Begini, ketika anda tidak bisa "maradat" itu berarti tidak terhormat, akibatnya adalah kemiskinan atau ketidak mampuan membeli "kerbau" yang sangat mahal, kemudian keturunan andapun takkan dihargai di lingkup sosial orang Batak ketika orang tua "tidak maradat". Intinya, ketika anda miskin, anda takkan bisa melaksanakan adat, dan bagaimana lagi kalau berketurunan apalagi untuk mendapatkan kehormatan.

Bummmm...! Masuklah tipu muslihat penjajah, caranya dengan menyodorkan "babi" yang kepada masyarakat disebut "horbo na gelleng = sama-sama berkaki empat", manfaatnya agar masyarakat kecil yang tidak mampu membeli kerbau, bisa melaksanakan adat dengan menggunakan “babi” dan kemudian memiliki kehormatan serta anak-anaknya akan serta merta memperoleh kehormatan di lingkungan sosial.
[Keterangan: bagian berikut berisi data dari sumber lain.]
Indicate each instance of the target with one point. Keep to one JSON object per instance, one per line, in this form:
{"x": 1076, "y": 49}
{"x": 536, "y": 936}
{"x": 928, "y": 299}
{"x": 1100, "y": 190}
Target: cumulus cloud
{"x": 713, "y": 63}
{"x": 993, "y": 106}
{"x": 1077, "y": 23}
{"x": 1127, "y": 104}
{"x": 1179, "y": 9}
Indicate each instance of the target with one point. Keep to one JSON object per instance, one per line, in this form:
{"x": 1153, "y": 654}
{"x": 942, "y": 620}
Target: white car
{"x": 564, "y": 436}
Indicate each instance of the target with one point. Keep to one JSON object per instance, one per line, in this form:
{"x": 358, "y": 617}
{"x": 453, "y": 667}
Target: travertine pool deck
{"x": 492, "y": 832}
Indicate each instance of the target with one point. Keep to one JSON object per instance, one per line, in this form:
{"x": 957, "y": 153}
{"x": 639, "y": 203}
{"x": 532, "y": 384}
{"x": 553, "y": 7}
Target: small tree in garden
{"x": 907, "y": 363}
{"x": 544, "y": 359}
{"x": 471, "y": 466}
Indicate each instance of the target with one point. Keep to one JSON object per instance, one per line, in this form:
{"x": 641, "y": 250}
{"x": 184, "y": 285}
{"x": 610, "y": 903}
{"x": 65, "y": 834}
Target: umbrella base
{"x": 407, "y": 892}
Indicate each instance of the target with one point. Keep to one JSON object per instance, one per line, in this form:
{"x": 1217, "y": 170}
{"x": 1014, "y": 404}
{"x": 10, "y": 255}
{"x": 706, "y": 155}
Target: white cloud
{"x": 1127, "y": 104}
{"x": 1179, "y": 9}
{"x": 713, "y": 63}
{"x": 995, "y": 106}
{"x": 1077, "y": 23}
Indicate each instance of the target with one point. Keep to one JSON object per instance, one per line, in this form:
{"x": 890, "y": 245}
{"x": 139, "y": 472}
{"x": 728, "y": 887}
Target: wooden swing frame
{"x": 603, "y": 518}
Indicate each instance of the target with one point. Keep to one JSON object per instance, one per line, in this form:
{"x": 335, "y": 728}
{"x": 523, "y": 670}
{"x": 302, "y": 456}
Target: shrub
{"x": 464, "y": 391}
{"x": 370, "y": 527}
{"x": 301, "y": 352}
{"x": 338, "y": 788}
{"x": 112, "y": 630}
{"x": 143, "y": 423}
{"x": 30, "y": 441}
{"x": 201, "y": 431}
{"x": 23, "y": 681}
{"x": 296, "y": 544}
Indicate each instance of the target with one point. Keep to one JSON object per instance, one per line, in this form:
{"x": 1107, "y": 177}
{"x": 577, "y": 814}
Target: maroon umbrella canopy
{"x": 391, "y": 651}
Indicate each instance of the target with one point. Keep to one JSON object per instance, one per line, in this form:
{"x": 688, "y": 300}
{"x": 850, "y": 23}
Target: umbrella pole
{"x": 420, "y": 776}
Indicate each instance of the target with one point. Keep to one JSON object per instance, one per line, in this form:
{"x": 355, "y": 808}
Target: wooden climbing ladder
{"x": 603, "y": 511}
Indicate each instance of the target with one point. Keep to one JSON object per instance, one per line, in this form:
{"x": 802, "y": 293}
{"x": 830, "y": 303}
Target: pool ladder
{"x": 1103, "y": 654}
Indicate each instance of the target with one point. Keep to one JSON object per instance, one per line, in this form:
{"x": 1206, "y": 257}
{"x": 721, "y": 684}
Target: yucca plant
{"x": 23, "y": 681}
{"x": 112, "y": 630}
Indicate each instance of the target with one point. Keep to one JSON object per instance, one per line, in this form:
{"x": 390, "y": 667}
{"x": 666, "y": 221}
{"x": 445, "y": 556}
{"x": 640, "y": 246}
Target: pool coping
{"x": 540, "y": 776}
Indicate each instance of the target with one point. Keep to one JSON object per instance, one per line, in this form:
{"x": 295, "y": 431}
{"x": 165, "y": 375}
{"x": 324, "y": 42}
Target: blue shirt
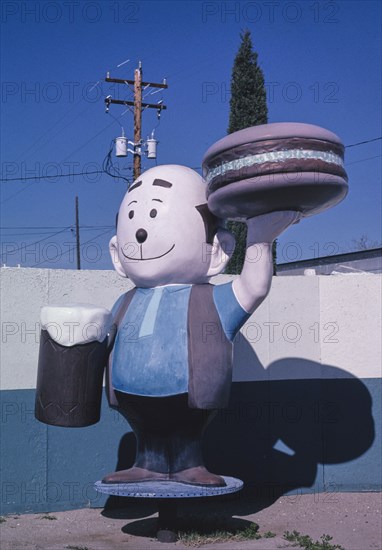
{"x": 151, "y": 348}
Penyematan kebenciannya dimana? Jelas kita sama-sama tahu, bahwa para Raja di tanah Batak waktu itu adalah para penegak aturan adat dan pemahaman bahwa adat yang benar itu harus dilaksanakan dengan pemotongan "kerbau", jika ada hewan yang lain, itu bukanlah adat.

Akibat dari tipu muslihat penjajah yang telah menjadi pemahaman di masyarakat kecil berujung pada kebencian orang-orang berperekonomian "miskin" kepada Raja dan pengikutnya. Tipu muslihat Belanda berhasil menarik simpatik para kaum "miskin" di desa-desa.
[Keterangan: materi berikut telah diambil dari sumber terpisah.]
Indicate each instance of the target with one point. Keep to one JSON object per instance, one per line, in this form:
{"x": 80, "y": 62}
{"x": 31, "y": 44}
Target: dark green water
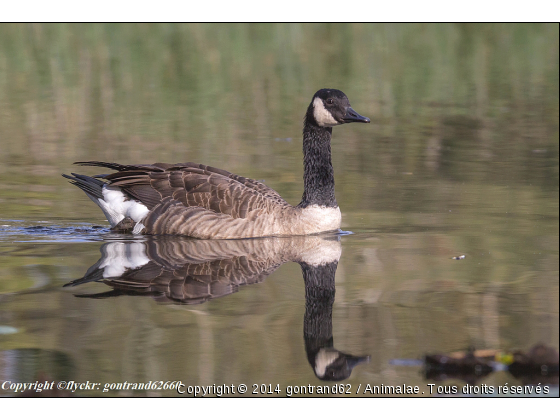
{"x": 461, "y": 158}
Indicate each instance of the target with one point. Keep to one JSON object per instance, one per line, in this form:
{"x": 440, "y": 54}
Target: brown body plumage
{"x": 209, "y": 203}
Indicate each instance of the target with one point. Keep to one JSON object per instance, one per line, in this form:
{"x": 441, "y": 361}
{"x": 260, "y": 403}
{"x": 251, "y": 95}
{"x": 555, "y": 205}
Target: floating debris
{"x": 6, "y": 329}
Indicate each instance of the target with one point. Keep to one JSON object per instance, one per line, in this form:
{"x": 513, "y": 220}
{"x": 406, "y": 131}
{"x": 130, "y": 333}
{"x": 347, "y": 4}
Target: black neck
{"x": 318, "y": 174}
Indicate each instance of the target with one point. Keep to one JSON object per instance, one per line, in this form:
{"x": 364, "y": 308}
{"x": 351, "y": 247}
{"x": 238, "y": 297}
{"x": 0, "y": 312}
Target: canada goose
{"x": 175, "y": 270}
{"x": 208, "y": 203}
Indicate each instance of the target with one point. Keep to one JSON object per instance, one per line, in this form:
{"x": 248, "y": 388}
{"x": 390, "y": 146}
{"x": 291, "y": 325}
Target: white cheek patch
{"x": 323, "y": 117}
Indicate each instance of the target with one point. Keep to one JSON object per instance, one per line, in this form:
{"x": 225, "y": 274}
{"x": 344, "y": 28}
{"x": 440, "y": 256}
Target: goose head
{"x": 331, "y": 107}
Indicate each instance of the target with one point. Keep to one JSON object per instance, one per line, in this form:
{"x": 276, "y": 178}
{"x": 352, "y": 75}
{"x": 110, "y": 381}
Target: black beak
{"x": 353, "y": 116}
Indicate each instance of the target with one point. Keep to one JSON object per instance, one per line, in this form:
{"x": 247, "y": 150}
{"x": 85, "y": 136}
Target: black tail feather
{"x": 89, "y": 185}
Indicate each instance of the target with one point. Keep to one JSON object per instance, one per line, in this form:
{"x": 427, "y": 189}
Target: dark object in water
{"x": 540, "y": 364}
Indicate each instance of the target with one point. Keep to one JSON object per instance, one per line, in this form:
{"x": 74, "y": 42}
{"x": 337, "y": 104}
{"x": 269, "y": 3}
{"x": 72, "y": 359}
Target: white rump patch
{"x": 323, "y": 117}
{"x": 323, "y": 360}
{"x": 116, "y": 206}
{"x": 321, "y": 218}
{"x": 119, "y": 257}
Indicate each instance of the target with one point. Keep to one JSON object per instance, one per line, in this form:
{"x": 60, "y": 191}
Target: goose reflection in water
{"x": 184, "y": 271}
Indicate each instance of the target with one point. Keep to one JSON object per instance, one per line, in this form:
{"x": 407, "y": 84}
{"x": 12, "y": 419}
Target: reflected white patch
{"x": 119, "y": 257}
{"x": 323, "y": 360}
{"x": 116, "y": 206}
{"x": 138, "y": 228}
{"x": 323, "y": 117}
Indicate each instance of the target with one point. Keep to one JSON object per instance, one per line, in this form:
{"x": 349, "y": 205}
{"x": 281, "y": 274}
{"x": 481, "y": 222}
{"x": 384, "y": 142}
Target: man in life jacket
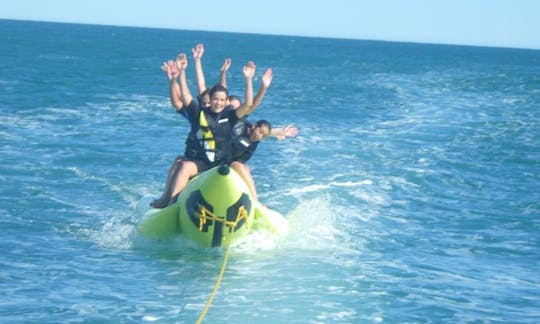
{"x": 209, "y": 141}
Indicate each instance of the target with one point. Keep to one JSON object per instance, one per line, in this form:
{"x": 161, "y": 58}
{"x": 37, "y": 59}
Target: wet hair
{"x": 218, "y": 88}
{"x": 205, "y": 92}
{"x": 264, "y": 122}
{"x": 233, "y": 97}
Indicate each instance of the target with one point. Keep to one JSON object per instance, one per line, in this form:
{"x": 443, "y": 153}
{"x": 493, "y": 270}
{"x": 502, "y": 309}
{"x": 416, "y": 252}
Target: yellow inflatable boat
{"x": 213, "y": 208}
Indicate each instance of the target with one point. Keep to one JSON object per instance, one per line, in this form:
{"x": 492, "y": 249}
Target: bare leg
{"x": 166, "y": 196}
{"x": 245, "y": 173}
{"x": 188, "y": 170}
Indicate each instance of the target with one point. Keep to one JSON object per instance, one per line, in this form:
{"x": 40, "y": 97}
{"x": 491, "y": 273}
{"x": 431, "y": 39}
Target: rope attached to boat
{"x": 205, "y": 214}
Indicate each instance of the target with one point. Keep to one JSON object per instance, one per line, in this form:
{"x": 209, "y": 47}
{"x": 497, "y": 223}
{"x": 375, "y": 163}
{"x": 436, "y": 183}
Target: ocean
{"x": 412, "y": 189}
Para kaum “miskin” berpendapat setelah mereka melaksanakan “adat” dengan korban “babi” maka mereka akan mendapat kehormatan yang sama dengan para Raja dan orang “kaya” dilingkungan mereka.

Anda jangan mengira bahwa ada kaitan paham agama antara ketidak mauan Raja Sisingamangaraja XII memakan babi beserta para keturunannya dan pengikutnya hingga hari ini, itu tidak berkaitan sama sekali. Persoalannya adalah mempertahankan paham adat leluhur itu sendiri yang dalam melaksanakan adat haruslah dengan korban “napinahan” kerbau, tidak ada istilah "pinahan/hewan pengganti".

Hal ini juga bukti bahwa tidak ada kaitannya ciri "khas" Batak itu pemakan "babi", itu hal yang sangat menghina kufikir. Walaupun pada perkembangannya saya akui bahwa daging Babi itu memang enak, tapi tetap, tidak bisa dijadikan sebagai alternatif korban ternak di "paradaton" yang benar.

Begitulah dulu ceritaku siang ini, jangan bingung dan jangan bimbang kawan dan jangan marah-marah lagi, kita mungkin akan sepakat kalau kita bicara kopi Lintong saja ya, kopi minuman para raja, bukan kopi import, dan paling enak membacanya sambil minum kopi, kalau tidak nanti emosionalmu meledak-ledak!

Paling seru lagi kalau ada bantahan dan argumentasi lain, supaya diskusi kita semakin bermanfaat.